The Court continued in relevant part: On a motion to suppress evidence for which a warrant was obtained, the trial court’s review is limited to the information contained within the four corners of the supporting affidavit, as supplemented by sworn testimony before the issuing judge that is recorded contemporaneously. Here, the State properly identified the history leading up to the request for a search warrant in its affidavit. Context is important and helpful to the examining judge. Moreover, in a challenge to the validity of a search warrant, reviewing courts consider significant omissions from affidavits in assessing whether the warrant was supported by probable cause. That does not mean, however, that the grant of a forward-looking warrant can validate actions already taken. The State must provide evidence to support the reasonableness of the suspicion that led to the stop that can be tested through the adversarial process. That process would be defeated if the grant of a warrant could retroactively sanction a warrantless seizure. The trial court here afforded to the State ample opportunity to support the stop and scheduled a motion hearing for the determination of reasonable suspicion. Because the State presented no other evidence, the State did not carry its burden to prove the validity of the stop.

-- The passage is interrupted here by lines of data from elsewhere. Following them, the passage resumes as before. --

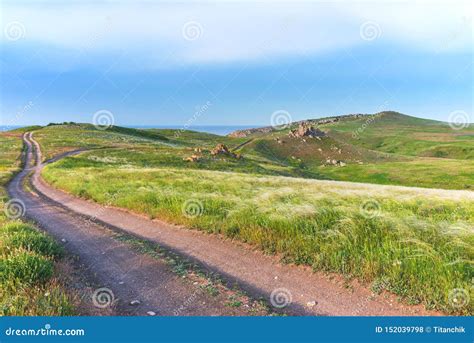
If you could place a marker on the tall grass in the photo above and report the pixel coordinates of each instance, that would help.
(418, 246)
(27, 268)
(27, 257)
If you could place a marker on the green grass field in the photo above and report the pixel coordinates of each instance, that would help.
(417, 245)
(28, 258)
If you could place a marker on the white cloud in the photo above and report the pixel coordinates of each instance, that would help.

Here, there is no evidence that defendants’ car would have been searched if not for the unsupported stop. Without the stop, the officers would not have smelled marijuana, would not have called for a canine sniff, and would not have sought a warrant. The search was unquestionably incident to the stop, and the evidence obtained through the search was thus subject to suppression.
The State may have been spoiled by the recent trend in case law related to criminal justice reform and pretrial detention hearings. The trend is to allow the prosecutor to procced at a detention hearing via proffer and hearsay reports as opposed to live testimony.